Property owners or prospective sellers should be prepared to provide details of what they've done to the partially completed project, adds Sikora. "The more information provided, the better."
"The big question in terms of information requests is, if these properties are going to be dormant for a period of time, what's the plan in terms of how long they expect them to be dormant and what they are doing in terms of protecting and securing those assets," says Grandmaison.
With carriers showing more interest in insuring partially completed construction projects, Sikora says she's seeing more placements in which the policy terms are applicable to the estimated build out of the project, say two to three years. "The term would reflect the amount of time needed to build the units and sell them," she says.
Lenders are also being added to the policy as a named insured. "This would allow the lender to still have access to this policy if for some reason the builder went under," she says. "This may be important to a lender so that they are not left taking over a project without the proper insurance in place."

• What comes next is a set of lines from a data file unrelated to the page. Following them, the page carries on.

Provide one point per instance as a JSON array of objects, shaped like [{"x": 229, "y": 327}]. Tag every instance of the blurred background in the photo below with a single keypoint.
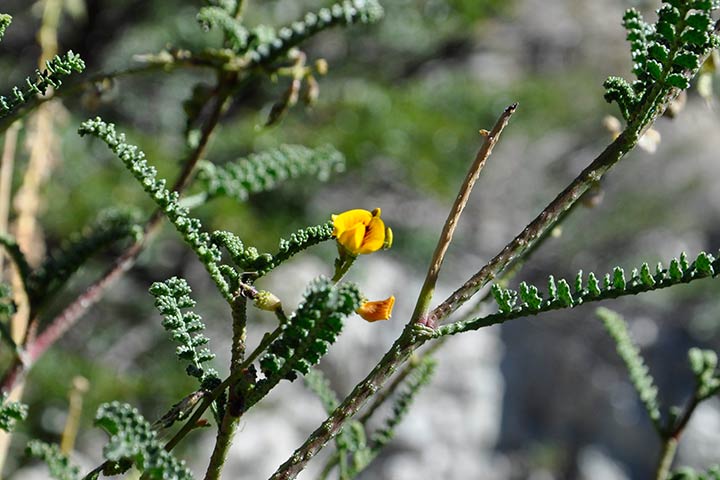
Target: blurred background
[{"x": 539, "y": 398}]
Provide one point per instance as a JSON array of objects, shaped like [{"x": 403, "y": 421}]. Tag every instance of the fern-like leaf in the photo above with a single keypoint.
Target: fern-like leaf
[
  {"x": 363, "y": 453},
  {"x": 58, "y": 463},
  {"x": 630, "y": 354},
  {"x": 185, "y": 328},
  {"x": 11, "y": 413},
  {"x": 250, "y": 260},
  {"x": 190, "y": 228},
  {"x": 110, "y": 227},
  {"x": 17, "y": 256},
  {"x": 132, "y": 438},
  {"x": 5, "y": 21},
  {"x": 307, "y": 336},
  {"x": 560, "y": 295},
  {"x": 263, "y": 171},
  {"x": 55, "y": 70},
  {"x": 219, "y": 17},
  {"x": 704, "y": 364},
  {"x": 347, "y": 12},
  {"x": 317, "y": 383},
  {"x": 665, "y": 55}
]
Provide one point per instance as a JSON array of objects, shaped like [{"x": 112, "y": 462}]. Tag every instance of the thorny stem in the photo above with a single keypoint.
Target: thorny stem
[
  {"x": 666, "y": 458},
  {"x": 428, "y": 288},
  {"x": 396, "y": 356},
  {"x": 6, "y": 168},
  {"x": 538, "y": 227},
  {"x": 533, "y": 233},
  {"x": 671, "y": 438},
  {"x": 407, "y": 343},
  {"x": 655, "y": 101},
  {"x": 233, "y": 411}
]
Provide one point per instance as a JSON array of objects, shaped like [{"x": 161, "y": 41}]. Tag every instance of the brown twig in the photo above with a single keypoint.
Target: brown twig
[{"x": 428, "y": 288}]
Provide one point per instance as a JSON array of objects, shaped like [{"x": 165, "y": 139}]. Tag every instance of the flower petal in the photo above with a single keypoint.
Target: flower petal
[
  {"x": 350, "y": 219},
  {"x": 352, "y": 238},
  {"x": 378, "y": 310},
  {"x": 374, "y": 237}
]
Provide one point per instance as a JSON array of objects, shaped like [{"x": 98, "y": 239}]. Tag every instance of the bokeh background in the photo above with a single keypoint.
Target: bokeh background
[{"x": 540, "y": 398}]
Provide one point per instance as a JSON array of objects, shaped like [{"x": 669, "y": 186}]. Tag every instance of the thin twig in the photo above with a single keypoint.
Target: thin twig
[
  {"x": 538, "y": 227},
  {"x": 428, "y": 288},
  {"x": 6, "y": 168},
  {"x": 403, "y": 347},
  {"x": 234, "y": 409}
]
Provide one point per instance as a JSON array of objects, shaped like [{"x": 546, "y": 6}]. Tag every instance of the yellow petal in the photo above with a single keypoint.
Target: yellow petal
[
  {"x": 351, "y": 218},
  {"x": 378, "y": 310},
  {"x": 352, "y": 238},
  {"x": 374, "y": 237}
]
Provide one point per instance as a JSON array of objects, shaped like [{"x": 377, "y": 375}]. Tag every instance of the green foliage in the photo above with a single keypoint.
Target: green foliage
[
  {"x": 630, "y": 355},
  {"x": 135, "y": 161},
  {"x": 16, "y": 255},
  {"x": 132, "y": 438},
  {"x": 10, "y": 413},
  {"x": 57, "y": 462},
  {"x": 185, "y": 328},
  {"x": 416, "y": 380},
  {"x": 5, "y": 21},
  {"x": 55, "y": 70},
  {"x": 249, "y": 260},
  {"x": 7, "y": 306},
  {"x": 665, "y": 55},
  {"x": 561, "y": 296},
  {"x": 236, "y": 34},
  {"x": 110, "y": 227},
  {"x": 347, "y": 12},
  {"x": 703, "y": 364},
  {"x": 7, "y": 310},
  {"x": 310, "y": 331},
  {"x": 261, "y": 172},
  {"x": 687, "y": 473}
]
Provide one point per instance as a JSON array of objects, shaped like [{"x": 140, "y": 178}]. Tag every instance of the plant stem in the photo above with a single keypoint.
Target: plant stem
[
  {"x": 666, "y": 458},
  {"x": 234, "y": 377},
  {"x": 235, "y": 407},
  {"x": 398, "y": 353},
  {"x": 6, "y": 168},
  {"x": 538, "y": 227},
  {"x": 428, "y": 288},
  {"x": 655, "y": 101},
  {"x": 532, "y": 234}
]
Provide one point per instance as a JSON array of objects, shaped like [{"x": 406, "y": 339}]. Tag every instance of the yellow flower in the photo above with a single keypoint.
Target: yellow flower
[
  {"x": 378, "y": 310},
  {"x": 359, "y": 231}
]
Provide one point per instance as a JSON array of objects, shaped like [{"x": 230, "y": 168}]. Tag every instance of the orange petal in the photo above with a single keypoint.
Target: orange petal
[
  {"x": 378, "y": 310},
  {"x": 374, "y": 237},
  {"x": 352, "y": 238}
]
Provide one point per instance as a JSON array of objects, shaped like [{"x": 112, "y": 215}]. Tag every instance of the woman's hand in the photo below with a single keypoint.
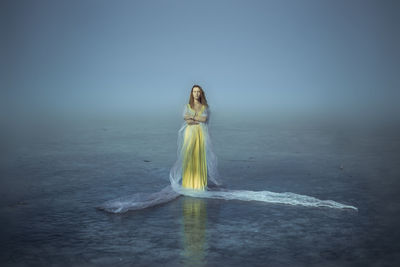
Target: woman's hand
[{"x": 191, "y": 121}]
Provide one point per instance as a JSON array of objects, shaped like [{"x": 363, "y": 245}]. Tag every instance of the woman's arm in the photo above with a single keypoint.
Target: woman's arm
[{"x": 200, "y": 118}]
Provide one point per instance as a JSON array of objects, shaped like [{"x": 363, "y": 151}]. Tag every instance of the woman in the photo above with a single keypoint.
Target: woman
[
  {"x": 196, "y": 163},
  {"x": 195, "y": 170}
]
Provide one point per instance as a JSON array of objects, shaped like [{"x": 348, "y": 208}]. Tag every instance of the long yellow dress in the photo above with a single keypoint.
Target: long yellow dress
[{"x": 194, "y": 167}]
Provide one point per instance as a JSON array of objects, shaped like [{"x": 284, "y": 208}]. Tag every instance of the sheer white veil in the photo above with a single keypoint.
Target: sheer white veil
[{"x": 215, "y": 186}]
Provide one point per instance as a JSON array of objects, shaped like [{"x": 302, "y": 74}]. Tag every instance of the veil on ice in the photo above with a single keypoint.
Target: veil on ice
[{"x": 214, "y": 189}]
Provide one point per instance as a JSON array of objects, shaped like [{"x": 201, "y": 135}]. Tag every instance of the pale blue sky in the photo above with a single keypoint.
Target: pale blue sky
[{"x": 256, "y": 56}]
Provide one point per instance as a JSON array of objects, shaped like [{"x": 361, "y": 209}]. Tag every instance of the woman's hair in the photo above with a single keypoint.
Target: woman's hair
[{"x": 203, "y": 99}]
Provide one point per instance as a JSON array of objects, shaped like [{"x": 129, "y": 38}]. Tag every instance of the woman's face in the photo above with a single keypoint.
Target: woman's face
[{"x": 196, "y": 93}]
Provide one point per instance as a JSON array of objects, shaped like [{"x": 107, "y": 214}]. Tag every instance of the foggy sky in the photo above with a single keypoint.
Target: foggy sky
[{"x": 249, "y": 56}]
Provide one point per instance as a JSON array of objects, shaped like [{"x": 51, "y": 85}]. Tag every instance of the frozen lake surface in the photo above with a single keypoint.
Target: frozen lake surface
[{"x": 51, "y": 183}]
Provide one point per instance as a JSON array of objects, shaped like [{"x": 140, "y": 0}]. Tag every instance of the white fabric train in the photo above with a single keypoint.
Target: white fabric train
[{"x": 215, "y": 187}]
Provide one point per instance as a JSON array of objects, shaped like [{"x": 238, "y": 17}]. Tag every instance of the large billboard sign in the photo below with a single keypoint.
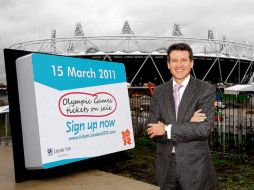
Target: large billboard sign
[{"x": 72, "y": 109}]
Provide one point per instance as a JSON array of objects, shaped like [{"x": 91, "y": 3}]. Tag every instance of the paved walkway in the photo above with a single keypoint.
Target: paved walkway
[{"x": 87, "y": 180}]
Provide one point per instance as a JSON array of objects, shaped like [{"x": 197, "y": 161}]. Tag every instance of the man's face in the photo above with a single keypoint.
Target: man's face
[{"x": 179, "y": 65}]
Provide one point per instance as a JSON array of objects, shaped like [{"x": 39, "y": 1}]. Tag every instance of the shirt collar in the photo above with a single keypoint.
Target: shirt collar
[{"x": 184, "y": 83}]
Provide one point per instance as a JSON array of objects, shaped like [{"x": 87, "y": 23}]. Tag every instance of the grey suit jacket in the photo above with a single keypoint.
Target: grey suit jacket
[{"x": 193, "y": 159}]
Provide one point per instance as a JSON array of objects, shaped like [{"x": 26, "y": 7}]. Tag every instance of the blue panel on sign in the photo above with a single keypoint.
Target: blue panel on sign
[{"x": 63, "y": 73}]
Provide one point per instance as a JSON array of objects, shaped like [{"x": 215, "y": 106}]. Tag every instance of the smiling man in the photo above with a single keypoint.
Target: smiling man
[{"x": 180, "y": 120}]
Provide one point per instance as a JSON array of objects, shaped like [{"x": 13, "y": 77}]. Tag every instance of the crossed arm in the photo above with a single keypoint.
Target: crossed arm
[
  {"x": 197, "y": 128},
  {"x": 158, "y": 129}
]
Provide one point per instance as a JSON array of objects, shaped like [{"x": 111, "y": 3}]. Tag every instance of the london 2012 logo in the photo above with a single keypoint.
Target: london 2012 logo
[
  {"x": 50, "y": 151},
  {"x": 126, "y": 137}
]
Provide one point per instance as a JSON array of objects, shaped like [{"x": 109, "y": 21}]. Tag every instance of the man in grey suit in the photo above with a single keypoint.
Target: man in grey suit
[{"x": 180, "y": 120}]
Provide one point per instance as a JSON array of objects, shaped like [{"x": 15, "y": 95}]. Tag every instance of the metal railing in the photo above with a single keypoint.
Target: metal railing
[{"x": 233, "y": 130}]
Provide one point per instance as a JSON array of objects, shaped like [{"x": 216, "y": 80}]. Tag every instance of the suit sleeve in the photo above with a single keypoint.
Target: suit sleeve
[
  {"x": 197, "y": 131},
  {"x": 155, "y": 115}
]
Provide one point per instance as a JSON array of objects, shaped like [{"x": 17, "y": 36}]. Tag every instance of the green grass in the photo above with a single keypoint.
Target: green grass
[{"x": 233, "y": 172}]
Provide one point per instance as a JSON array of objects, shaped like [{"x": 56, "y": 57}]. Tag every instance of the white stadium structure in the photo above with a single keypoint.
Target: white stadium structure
[{"x": 216, "y": 61}]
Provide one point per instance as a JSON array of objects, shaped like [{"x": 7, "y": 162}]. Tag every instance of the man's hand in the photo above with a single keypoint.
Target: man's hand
[
  {"x": 198, "y": 116},
  {"x": 156, "y": 129}
]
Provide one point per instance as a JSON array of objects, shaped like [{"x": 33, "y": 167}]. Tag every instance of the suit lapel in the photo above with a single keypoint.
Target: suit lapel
[
  {"x": 187, "y": 98},
  {"x": 169, "y": 101}
]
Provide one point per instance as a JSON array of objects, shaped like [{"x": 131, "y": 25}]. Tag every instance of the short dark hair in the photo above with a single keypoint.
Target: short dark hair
[{"x": 181, "y": 47}]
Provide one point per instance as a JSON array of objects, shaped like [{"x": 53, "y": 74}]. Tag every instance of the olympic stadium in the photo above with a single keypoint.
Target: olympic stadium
[{"x": 220, "y": 62}]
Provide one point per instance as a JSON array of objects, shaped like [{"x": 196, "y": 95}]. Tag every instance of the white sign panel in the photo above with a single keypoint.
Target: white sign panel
[{"x": 72, "y": 109}]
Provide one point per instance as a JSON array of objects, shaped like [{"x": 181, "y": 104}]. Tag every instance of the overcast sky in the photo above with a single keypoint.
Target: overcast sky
[{"x": 23, "y": 20}]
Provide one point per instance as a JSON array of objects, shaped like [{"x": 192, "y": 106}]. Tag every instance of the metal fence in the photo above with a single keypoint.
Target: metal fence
[{"x": 233, "y": 130}]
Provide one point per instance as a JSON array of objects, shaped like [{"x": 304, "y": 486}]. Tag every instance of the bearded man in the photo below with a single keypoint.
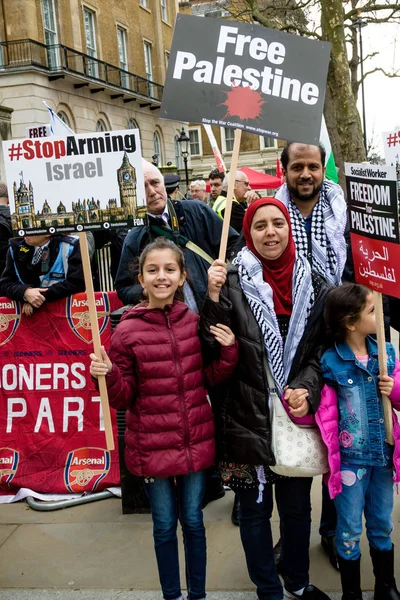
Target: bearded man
[{"x": 318, "y": 212}]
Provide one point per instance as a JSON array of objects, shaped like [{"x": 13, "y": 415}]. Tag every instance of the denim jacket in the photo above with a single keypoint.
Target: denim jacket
[{"x": 361, "y": 421}]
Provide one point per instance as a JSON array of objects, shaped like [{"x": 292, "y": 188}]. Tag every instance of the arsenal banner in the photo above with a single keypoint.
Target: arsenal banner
[{"x": 51, "y": 425}]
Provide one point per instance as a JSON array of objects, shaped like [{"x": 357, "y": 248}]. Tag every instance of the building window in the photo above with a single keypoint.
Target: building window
[
  {"x": 228, "y": 139},
  {"x": 91, "y": 48},
  {"x": 101, "y": 126},
  {"x": 164, "y": 13},
  {"x": 157, "y": 147},
  {"x": 148, "y": 66},
  {"x": 50, "y": 32},
  {"x": 132, "y": 124},
  {"x": 123, "y": 60},
  {"x": 177, "y": 152},
  {"x": 147, "y": 61},
  {"x": 1, "y": 55},
  {"x": 195, "y": 141},
  {"x": 266, "y": 143},
  {"x": 64, "y": 118}
]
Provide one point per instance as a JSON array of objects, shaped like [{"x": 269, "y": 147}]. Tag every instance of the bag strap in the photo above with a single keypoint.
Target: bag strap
[{"x": 271, "y": 382}]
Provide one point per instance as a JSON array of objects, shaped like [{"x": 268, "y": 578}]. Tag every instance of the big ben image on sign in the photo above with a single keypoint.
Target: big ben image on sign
[{"x": 127, "y": 189}]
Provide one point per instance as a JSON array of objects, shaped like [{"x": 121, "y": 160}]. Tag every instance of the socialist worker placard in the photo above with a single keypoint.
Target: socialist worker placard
[
  {"x": 245, "y": 76},
  {"x": 374, "y": 226}
]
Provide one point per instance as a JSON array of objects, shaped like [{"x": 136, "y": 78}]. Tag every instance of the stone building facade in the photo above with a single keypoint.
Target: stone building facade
[{"x": 99, "y": 64}]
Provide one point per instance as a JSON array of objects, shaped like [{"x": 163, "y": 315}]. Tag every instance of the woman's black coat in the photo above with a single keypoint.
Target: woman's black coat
[{"x": 243, "y": 427}]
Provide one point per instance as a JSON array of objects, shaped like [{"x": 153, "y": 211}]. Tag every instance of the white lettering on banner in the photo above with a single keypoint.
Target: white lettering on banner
[
  {"x": 101, "y": 419},
  {"x": 11, "y": 414},
  {"x": 84, "y": 303},
  {"x": 270, "y": 81},
  {"x": 41, "y": 376},
  {"x": 88, "y": 461},
  {"x": 374, "y": 225},
  {"x": 7, "y": 305},
  {"x": 31, "y": 377},
  {"x": 44, "y": 413},
  {"x": 60, "y": 371},
  {"x": 78, "y": 413},
  {"x": 79, "y": 170},
  {"x": 81, "y": 383},
  {"x": 364, "y": 192},
  {"x": 71, "y": 407}
]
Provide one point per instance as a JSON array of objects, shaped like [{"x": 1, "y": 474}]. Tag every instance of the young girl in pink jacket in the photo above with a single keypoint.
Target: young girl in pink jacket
[
  {"x": 353, "y": 427},
  {"x": 155, "y": 371}
]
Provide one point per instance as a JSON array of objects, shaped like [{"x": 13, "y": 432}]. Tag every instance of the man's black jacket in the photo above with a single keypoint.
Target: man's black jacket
[{"x": 11, "y": 286}]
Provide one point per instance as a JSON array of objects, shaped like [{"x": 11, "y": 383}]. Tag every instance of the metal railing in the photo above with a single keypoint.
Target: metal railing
[{"x": 22, "y": 54}]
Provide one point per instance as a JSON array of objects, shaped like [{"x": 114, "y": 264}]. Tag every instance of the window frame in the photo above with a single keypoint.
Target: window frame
[
  {"x": 199, "y": 141},
  {"x": 122, "y": 44},
  {"x": 50, "y": 32},
  {"x": 223, "y": 139},
  {"x": 159, "y": 150},
  {"x": 264, "y": 147},
  {"x": 164, "y": 10}
]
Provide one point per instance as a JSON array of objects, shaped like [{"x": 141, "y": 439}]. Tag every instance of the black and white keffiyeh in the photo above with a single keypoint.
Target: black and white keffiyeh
[
  {"x": 259, "y": 295},
  {"x": 329, "y": 216}
]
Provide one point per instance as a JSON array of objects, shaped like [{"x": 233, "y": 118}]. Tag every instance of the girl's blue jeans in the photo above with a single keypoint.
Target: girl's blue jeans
[
  {"x": 368, "y": 490},
  {"x": 171, "y": 499}
]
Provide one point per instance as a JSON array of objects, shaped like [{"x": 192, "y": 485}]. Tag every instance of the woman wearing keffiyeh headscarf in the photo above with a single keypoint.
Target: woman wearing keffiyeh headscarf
[{"x": 274, "y": 306}]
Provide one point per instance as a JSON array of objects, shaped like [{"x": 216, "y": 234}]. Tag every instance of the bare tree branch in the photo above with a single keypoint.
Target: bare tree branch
[
  {"x": 371, "y": 7},
  {"x": 393, "y": 74}
]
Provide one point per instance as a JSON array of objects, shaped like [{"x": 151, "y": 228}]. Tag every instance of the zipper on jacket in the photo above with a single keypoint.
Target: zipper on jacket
[{"x": 181, "y": 400}]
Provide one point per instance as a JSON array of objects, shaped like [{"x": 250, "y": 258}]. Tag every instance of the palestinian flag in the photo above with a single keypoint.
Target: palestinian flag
[{"x": 331, "y": 170}]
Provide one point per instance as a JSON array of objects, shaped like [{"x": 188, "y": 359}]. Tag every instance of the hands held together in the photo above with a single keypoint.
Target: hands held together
[
  {"x": 100, "y": 366},
  {"x": 297, "y": 400}
]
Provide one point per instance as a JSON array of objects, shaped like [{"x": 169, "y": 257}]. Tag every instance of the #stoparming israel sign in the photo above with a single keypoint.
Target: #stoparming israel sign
[{"x": 88, "y": 181}]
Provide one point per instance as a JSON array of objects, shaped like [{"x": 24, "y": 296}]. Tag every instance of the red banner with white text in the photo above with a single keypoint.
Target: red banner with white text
[{"x": 51, "y": 425}]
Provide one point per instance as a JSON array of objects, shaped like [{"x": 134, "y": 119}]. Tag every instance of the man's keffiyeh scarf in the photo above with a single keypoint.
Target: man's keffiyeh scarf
[
  {"x": 260, "y": 298},
  {"x": 328, "y": 224}
]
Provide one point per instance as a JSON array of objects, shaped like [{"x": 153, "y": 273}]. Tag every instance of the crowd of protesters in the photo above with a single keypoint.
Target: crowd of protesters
[{"x": 284, "y": 315}]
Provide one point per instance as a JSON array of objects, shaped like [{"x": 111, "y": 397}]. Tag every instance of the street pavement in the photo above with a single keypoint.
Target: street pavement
[{"x": 94, "y": 552}]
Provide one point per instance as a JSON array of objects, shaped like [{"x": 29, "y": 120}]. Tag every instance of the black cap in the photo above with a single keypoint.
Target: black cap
[{"x": 171, "y": 182}]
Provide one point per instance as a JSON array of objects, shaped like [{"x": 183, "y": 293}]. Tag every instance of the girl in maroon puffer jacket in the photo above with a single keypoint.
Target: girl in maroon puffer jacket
[{"x": 155, "y": 370}]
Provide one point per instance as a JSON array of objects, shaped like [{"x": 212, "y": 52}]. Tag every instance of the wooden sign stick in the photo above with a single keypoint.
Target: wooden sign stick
[
  {"x": 94, "y": 324},
  {"x": 382, "y": 356},
  {"x": 229, "y": 198}
]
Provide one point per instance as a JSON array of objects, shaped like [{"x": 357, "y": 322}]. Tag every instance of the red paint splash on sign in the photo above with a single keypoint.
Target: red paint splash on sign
[{"x": 243, "y": 102}]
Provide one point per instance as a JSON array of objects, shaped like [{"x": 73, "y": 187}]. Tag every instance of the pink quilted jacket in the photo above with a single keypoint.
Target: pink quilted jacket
[{"x": 327, "y": 419}]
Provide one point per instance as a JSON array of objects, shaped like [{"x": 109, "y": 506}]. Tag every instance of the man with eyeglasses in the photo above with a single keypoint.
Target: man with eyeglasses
[{"x": 244, "y": 195}]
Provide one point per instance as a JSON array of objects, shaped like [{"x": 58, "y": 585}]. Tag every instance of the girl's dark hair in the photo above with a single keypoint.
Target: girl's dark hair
[
  {"x": 343, "y": 306},
  {"x": 160, "y": 243}
]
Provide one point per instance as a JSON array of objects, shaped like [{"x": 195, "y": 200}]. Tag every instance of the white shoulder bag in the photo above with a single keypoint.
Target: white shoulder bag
[{"x": 298, "y": 449}]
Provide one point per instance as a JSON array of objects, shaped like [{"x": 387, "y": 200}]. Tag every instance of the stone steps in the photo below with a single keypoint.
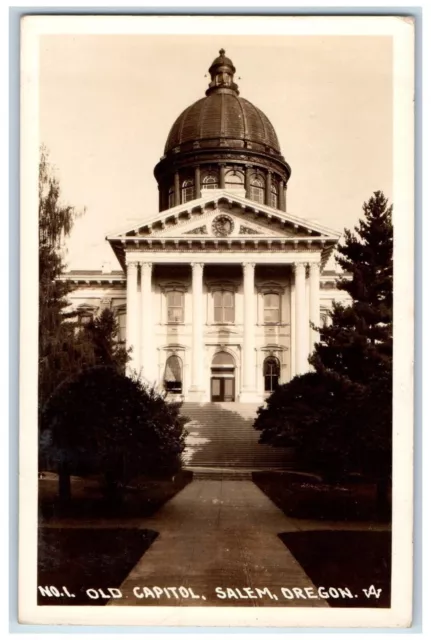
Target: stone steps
[{"x": 221, "y": 436}]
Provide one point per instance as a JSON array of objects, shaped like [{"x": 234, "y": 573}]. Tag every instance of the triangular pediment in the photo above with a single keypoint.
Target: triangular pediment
[{"x": 225, "y": 215}]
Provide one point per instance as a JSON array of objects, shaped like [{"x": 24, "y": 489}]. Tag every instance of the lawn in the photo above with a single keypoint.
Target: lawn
[
  {"x": 307, "y": 496},
  {"x": 79, "y": 559},
  {"x": 352, "y": 559},
  {"x": 140, "y": 499}
]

Barring that, carriers can add an endorsement to the policy to allow the lender to satisfy the self-insured retention so that the insurance coverage would then kick in and handle the claim, she says.
Jensen sees another development on the horizon.
"If there's an extension on a policy, we're going to do something completely different for the next part of the project," he says. "Most likely, we will reunderwrite the project or charge the appropriate premium, take on the additional exposure."
"The cleanest way to insure continuing insurance coverage associated with the risk of prior work, as well as moving forward with new construction, is to put a project-specific policy in place, including completed operations for a project, whether insured through the owner or the general contractor," says Pocrass.
Where the prior owner of a partially completed construction project wants indemnification from past work and liability, Lockton, the Kansas City-based broker, has been able to put into effect policies that cover the completed operations exposure associated with the prior work.
"This is a more complicated issue than just naming the prior owner as an insured on new policies," says Pocrass. "Policies are structured around the performance of work."
Where work has been performed by contractors on behalf of a prior owner, insuring the completed operations has to include coverage of provisions that not only name the prior owner's interest but the interest of the prior general contractor and subcontractors for work performed on the project
"We also have seen a number of developer and investment customers that are buying up partially completed projects and in some cases, rather than looking to keep them dormant, they are looking to finish them out," says Grandmaison, of Lexington.
The Lex Idle Asset Liability Protector product, designed for real estate developers, private-equity firms, pension funds and venture capital firms that invest specifically in real estate, offers primary general liability coverage up to $2 million per occurrence plus excess liability up to $10 million per occurrence.
The plan can also be tailored to provide premises operations coverage by itself or in combination with products or completed operations coverage, says Grandmaison.